Top non-spirits presentation of the trip was given by Marek Bereza: his billing as an interactive digital artist had filled this philistine with dread that we would be seeing some impenetrable performance art, or perhaps a video-screen of a rotting potato. Marek rather shyly and humbly explained what he does - in simple terms computer programming to produce interactive installations, then demonstrated some, the most beautiful a snowstorm where the person in front can influence the fall and by 'touching' some flakes generate sounds - White Christmas in fact. That makes it sound corny; it isn't, though it is certainly fun. His video of a piece he did in Covent Garden for Nokia, again both beautiful and interactive, involving indeed, opened the eyes to potential commercial applications - he is not above such collaborations, but also explained how he had done work that prompted faster and greater involvement of autistic children. He will deservedly go far, each of his pieces was very human, and several had something beautiful about them.

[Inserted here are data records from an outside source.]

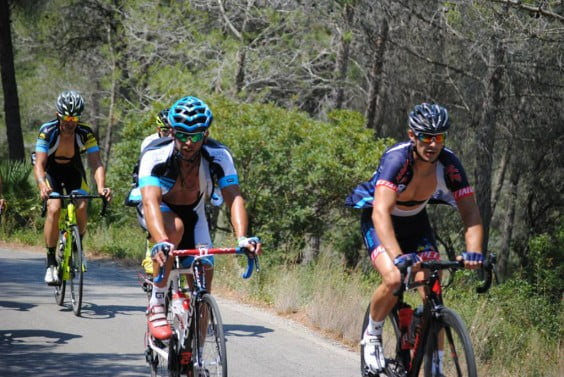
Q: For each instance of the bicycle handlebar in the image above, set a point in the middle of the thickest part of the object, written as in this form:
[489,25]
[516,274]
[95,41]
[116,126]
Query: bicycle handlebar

Back to my philistinism: both dinners during the event were overseen by Caroline Hobkinson, "an artist who works with food". We ate meat with pointed sticks; drank soup from a test tube; injected a bread roll (suspended from a helium balloon) with cream cheese; donned a mask in order to become someone else on one evening and for one course the next were blindfolded. The idea is to open the mind, make people think about food and the rituals around it in a different way. Some of my fellow attendees lapped it up. I loathed it, but maybe it worked for me too as I focussed on how I love the culture of the shared meal, the civilised aspect of it, the centrality of the food with its satisfactions and depth of history; and object accordingly to being manipulated into losing so much of that, albeit briefly. To paraphrase The Prisoner: I am not a number, I am a hungry man.
Glenfiddich to use a dreadful cliché thought outside the box in setting the event up. It will stay in the memory long after other tastings have faded. Even the annoying bits were stimulating. For which I must thank them sincerely.